Is it impossible to certify Impossible Pork as kosher or halal?
Animals: Tradition - Philosophy - Religion Article from All-Creatures.org

FROM Jonah Goldman Kay, TheCounter.org
February 2022

The growth of alternative proteins from companies like Impossible Foods and Beyond Meat, new research into genetically modified meat products, and increased attention to the ethical implications of industrial farming have forced scholars of kashrut and halal to reevaluate their interpretations of religious dietary restrictions.

Alex Hinton
Graphic by Alex Hinton | Source Images: ProVectors/Kateryna Novokhatnia/RobinOlimb/PhonlamaiPhoto/gilaxia/iStock

There’s a classic joke in Judaism that for every Jew there are two opinions. Meant to signify a general lack of agreement about the application of religious laws (as well as our love of argumentation), the joke is based in truth—namely that in Judaism there is no clear answer to many of the tradition’s recurring questions. The same is true in Islam, where scholars have spent centuries negotiating the application of religious principles in modernity.

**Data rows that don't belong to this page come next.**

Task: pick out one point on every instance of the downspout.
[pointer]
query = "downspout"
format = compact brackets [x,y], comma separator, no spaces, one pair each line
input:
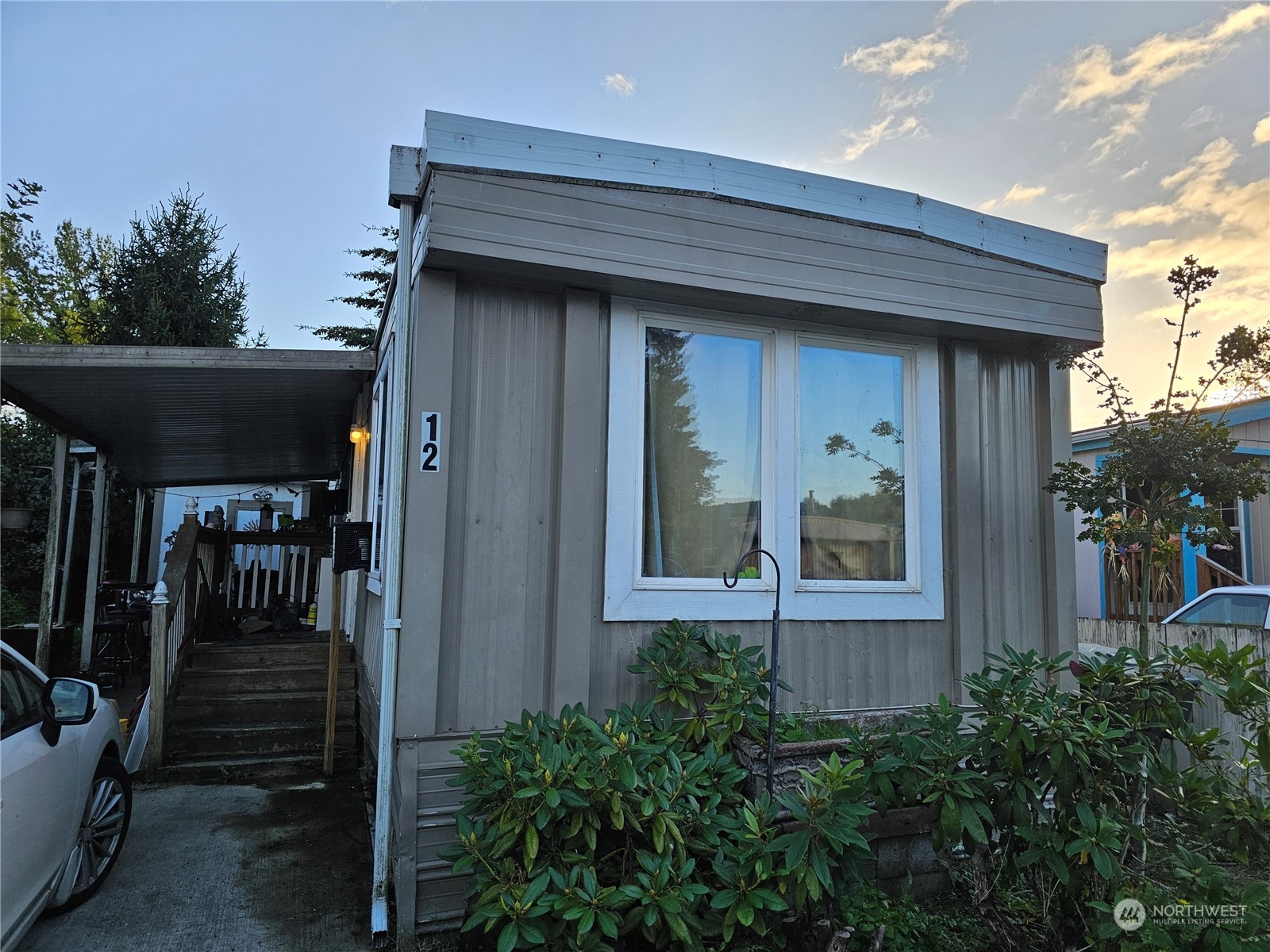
[391,575]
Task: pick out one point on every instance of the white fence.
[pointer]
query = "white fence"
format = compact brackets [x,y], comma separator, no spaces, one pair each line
[1114,634]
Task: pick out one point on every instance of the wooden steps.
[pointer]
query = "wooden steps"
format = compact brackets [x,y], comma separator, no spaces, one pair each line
[251,711]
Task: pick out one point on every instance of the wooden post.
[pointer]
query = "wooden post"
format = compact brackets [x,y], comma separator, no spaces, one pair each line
[137,520]
[52,546]
[158,677]
[328,758]
[70,543]
[94,562]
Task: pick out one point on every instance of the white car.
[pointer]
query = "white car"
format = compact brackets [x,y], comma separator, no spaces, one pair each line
[1240,606]
[65,799]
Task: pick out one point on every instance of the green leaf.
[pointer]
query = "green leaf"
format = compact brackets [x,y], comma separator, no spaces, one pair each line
[508,937]
[531,846]
[1103,862]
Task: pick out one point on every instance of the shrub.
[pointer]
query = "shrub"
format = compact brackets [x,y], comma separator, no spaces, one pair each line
[579,835]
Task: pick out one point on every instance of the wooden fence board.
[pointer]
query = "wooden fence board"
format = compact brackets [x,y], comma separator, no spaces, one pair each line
[1115,634]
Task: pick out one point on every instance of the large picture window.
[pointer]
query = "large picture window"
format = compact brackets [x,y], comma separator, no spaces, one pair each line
[728,435]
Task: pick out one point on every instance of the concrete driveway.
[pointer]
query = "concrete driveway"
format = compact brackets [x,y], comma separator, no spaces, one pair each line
[281,867]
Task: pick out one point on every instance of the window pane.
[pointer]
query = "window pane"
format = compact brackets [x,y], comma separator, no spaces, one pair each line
[851,465]
[1229,609]
[702,452]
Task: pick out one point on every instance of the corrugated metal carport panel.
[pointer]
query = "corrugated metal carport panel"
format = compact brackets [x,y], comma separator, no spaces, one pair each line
[182,416]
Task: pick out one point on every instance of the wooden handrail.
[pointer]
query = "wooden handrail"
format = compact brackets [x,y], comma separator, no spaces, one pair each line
[1122,579]
[1212,575]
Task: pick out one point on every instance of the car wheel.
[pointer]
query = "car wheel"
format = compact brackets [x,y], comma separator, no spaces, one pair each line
[101,837]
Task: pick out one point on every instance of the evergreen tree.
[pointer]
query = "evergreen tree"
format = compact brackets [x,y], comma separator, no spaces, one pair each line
[381,262]
[171,286]
[25,295]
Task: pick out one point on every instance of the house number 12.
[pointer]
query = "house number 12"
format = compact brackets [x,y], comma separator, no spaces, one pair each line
[429,454]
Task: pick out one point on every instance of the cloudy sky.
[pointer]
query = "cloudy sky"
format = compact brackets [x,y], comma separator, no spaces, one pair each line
[1142,125]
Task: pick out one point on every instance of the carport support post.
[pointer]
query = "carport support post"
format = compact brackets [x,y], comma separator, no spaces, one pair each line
[328,755]
[52,546]
[70,541]
[137,520]
[93,577]
[159,609]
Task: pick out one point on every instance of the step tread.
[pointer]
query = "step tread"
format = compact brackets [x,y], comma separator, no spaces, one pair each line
[230,727]
[258,670]
[234,647]
[247,767]
[256,697]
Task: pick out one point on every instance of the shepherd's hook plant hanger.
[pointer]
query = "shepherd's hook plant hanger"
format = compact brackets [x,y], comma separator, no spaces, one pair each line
[776,649]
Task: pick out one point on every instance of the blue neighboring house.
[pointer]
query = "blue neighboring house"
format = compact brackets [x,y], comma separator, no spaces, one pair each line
[1105,588]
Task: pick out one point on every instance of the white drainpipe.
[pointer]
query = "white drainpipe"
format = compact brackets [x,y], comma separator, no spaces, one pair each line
[391,575]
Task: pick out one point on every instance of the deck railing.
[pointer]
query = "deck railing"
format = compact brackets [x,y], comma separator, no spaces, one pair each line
[267,566]
[1210,575]
[1122,582]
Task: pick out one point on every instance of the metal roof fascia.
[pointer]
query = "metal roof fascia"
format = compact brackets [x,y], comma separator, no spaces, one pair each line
[463,141]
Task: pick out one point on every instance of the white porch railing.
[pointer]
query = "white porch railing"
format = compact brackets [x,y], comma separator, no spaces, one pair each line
[266,566]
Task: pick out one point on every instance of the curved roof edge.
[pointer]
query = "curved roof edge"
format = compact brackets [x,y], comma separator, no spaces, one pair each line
[484,144]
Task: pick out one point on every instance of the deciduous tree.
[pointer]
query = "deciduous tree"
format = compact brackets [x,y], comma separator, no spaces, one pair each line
[1166,474]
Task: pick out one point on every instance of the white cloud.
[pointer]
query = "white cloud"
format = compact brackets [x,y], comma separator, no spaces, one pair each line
[863,140]
[1218,220]
[1018,194]
[897,99]
[950,8]
[1204,116]
[1130,118]
[907,56]
[1095,75]
[620,84]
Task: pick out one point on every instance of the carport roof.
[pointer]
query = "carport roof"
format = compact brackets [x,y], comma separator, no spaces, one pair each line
[187,416]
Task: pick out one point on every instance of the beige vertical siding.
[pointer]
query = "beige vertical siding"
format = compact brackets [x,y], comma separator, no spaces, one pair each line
[505,467]
[1014,560]
[516,503]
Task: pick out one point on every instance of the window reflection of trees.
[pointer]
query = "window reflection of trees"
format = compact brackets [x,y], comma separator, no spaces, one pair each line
[687,533]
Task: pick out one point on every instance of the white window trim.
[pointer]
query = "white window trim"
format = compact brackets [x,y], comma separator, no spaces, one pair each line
[629,597]
[376,488]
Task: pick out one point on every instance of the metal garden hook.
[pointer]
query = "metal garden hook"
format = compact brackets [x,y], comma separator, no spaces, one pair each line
[776,647]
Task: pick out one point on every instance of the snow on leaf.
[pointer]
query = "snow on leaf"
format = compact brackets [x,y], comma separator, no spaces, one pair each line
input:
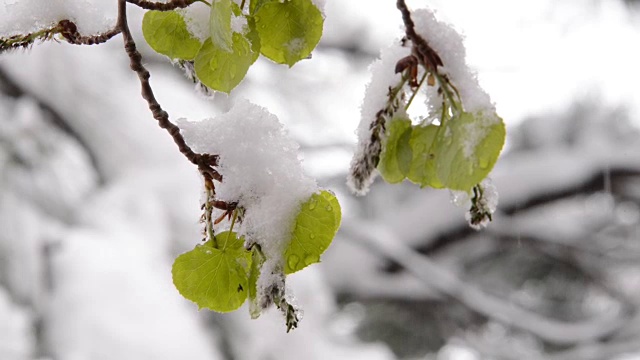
[220,24]
[166,32]
[396,155]
[214,276]
[423,164]
[221,70]
[316,225]
[467,148]
[288,30]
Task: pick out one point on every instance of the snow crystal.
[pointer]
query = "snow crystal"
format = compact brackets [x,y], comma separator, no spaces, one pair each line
[447,42]
[25,16]
[320,5]
[485,205]
[197,18]
[382,77]
[261,170]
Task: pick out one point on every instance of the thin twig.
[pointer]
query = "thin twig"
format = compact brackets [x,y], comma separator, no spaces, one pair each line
[425,53]
[378,239]
[205,162]
[69,31]
[171,5]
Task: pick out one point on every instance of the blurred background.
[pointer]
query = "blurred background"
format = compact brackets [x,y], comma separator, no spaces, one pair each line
[95,201]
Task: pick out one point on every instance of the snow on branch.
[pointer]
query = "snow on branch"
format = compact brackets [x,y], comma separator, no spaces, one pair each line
[442,280]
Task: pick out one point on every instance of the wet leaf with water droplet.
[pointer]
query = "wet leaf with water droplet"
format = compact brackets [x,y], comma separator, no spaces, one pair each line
[288,30]
[215,278]
[467,148]
[222,70]
[166,32]
[313,232]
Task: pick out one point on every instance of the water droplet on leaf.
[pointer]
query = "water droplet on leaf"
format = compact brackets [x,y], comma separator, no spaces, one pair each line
[311,260]
[293,261]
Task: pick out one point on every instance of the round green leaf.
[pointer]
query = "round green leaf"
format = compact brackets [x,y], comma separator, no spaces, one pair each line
[467,148]
[214,277]
[166,32]
[289,30]
[221,70]
[220,24]
[396,155]
[316,225]
[423,163]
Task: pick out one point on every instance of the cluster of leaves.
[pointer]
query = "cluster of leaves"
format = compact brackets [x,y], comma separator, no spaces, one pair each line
[223,272]
[283,31]
[457,153]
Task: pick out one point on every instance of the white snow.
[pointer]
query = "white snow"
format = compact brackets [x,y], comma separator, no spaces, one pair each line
[447,42]
[197,18]
[261,171]
[25,16]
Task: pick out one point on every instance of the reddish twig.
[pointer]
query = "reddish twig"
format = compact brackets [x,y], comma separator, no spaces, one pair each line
[171,5]
[427,56]
[205,162]
[69,31]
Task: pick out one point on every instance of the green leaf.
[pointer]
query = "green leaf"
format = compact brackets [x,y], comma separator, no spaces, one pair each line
[221,70]
[214,277]
[316,225]
[166,32]
[467,148]
[288,30]
[257,259]
[254,5]
[396,155]
[423,163]
[220,24]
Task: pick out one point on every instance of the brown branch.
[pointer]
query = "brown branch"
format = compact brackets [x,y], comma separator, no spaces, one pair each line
[69,31]
[425,53]
[171,5]
[205,162]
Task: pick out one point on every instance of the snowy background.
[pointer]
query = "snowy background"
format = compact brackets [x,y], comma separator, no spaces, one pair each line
[95,202]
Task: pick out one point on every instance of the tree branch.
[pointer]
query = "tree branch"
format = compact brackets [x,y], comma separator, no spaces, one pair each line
[171,5]
[425,53]
[205,162]
[69,31]
[447,283]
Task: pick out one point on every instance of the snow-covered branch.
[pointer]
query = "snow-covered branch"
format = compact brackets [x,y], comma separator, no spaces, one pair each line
[440,279]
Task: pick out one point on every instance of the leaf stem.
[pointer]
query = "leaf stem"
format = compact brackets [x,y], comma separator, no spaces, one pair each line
[424,77]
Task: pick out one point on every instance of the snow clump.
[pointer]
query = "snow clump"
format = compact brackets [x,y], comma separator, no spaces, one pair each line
[261,171]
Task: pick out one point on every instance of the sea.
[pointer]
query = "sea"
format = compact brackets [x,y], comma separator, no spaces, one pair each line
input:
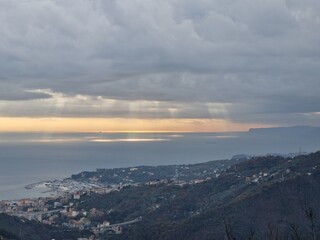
[27,158]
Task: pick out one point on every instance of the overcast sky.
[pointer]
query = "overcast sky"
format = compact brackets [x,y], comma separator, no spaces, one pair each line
[241,61]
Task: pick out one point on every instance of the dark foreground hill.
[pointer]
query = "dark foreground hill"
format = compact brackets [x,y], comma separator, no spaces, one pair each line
[14,228]
[261,198]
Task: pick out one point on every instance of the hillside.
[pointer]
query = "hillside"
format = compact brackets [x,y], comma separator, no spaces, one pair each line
[260,195]
[268,197]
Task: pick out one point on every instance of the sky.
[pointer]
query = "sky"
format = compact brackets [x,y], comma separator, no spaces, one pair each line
[169,65]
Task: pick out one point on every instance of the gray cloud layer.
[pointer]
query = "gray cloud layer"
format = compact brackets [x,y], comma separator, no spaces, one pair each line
[243,60]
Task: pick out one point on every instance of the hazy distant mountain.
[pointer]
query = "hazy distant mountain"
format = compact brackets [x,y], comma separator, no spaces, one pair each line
[303,130]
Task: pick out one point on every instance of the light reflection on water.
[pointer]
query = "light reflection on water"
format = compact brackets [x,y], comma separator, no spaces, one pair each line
[30,157]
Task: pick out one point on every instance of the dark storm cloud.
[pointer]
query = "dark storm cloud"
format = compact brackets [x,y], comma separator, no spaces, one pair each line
[242,60]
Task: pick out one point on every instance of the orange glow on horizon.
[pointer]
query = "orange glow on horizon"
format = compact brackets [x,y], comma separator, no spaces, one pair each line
[11,124]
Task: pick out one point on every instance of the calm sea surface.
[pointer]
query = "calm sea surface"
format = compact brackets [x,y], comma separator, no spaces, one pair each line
[31,157]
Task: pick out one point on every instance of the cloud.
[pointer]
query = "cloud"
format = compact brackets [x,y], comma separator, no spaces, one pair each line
[241,60]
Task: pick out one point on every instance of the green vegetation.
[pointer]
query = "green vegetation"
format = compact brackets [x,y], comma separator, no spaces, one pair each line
[261,198]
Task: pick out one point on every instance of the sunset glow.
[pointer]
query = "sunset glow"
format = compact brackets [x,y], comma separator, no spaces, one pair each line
[119,125]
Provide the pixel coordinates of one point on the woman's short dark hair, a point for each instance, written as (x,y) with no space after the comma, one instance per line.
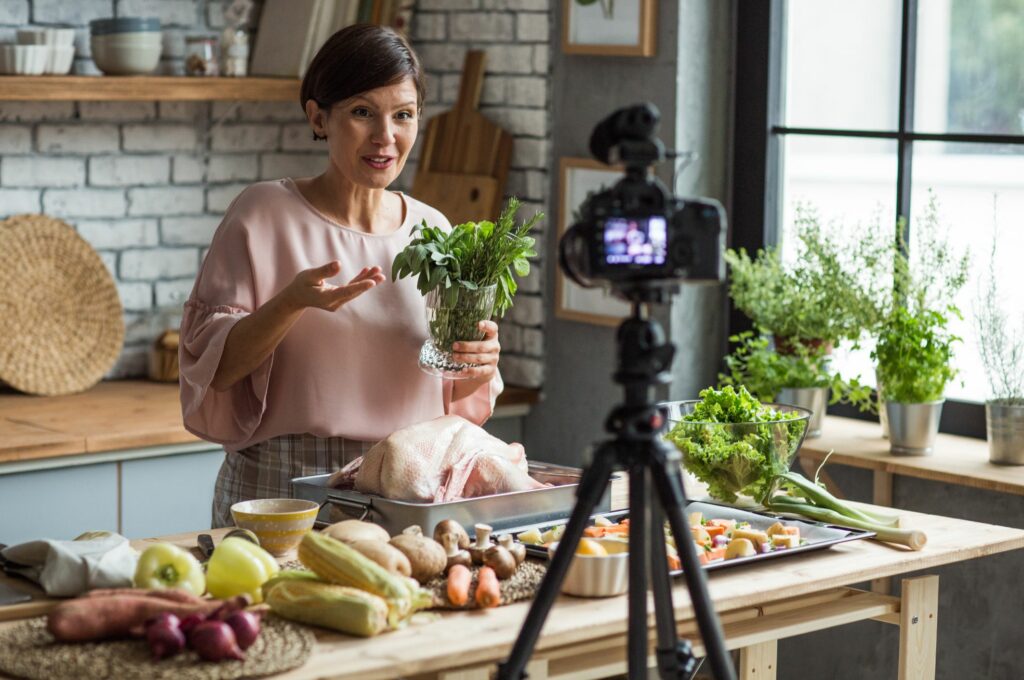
(358,58)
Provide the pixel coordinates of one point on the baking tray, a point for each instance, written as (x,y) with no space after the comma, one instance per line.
(818,535)
(502,511)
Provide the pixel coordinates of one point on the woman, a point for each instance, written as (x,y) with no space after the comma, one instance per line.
(298,352)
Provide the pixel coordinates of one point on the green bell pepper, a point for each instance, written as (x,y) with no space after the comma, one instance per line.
(166,565)
(238,566)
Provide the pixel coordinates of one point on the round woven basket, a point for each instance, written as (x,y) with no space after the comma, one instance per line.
(61,317)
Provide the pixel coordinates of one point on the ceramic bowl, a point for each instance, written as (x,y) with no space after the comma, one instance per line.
(60,58)
(124,59)
(24,59)
(591,576)
(280,523)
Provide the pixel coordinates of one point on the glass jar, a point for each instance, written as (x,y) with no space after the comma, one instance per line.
(201,55)
(454,314)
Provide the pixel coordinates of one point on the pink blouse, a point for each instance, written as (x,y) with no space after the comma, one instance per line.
(351,373)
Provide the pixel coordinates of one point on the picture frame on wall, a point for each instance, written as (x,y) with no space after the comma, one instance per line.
(577,178)
(615,28)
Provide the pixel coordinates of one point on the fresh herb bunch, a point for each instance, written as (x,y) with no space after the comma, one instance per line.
(913,349)
(764,371)
(914,352)
(472,255)
(1001,346)
(735,444)
(832,291)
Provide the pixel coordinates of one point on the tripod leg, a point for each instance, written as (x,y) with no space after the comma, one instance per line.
(639,489)
(669,484)
(592,484)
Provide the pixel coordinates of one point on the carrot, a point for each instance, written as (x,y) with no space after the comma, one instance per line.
(458,585)
(488,593)
(114,615)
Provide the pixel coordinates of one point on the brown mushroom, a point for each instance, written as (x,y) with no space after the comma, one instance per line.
(481,544)
(501,560)
(517,549)
(452,526)
(455,554)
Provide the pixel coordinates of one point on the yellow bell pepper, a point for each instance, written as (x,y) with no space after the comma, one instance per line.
(166,565)
(239,566)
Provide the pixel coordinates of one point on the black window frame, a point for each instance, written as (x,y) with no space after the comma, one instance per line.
(758,134)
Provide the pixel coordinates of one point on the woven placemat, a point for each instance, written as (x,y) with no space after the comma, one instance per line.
(27,650)
(61,316)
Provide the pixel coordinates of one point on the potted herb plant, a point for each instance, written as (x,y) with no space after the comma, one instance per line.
(466,274)
(1003,355)
(913,348)
(827,295)
(800,377)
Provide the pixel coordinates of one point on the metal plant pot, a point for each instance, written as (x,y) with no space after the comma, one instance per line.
(1005,425)
(912,427)
(814,399)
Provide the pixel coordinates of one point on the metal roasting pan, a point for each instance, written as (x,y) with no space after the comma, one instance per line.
(504,512)
(818,535)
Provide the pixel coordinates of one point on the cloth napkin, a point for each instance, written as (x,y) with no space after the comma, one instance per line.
(95,559)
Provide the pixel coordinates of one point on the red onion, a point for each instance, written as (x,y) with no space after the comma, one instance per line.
(164,636)
(214,641)
(246,627)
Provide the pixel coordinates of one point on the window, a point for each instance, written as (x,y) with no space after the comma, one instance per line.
(863,110)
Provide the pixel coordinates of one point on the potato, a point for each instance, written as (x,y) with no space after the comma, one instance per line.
(386,555)
(425,555)
(350,530)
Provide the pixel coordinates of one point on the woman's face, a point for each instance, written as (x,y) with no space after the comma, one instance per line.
(371,134)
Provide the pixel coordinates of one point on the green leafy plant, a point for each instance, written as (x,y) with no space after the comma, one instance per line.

Nowhere is this lack of agreement felt more clearly than in ongoing debates about religious dietary restrictions. The growth of alternative proteins from companies like Impossible Foods and Beyond Meat, new research into genetically modified meat products, and increased attention to the ethical implications of industrial farming have forced scholars of kashrut and halal to reevaluate their interpretations of religious dietary restrictions. Caught up in a web of certifying organizations and economically-motivated food-tech companies, some religious Jews and Muslims have found that their consumption practices are increasingly divorced from the religious laws and social contexts that formed the basis of Jewish and Muslim foodways.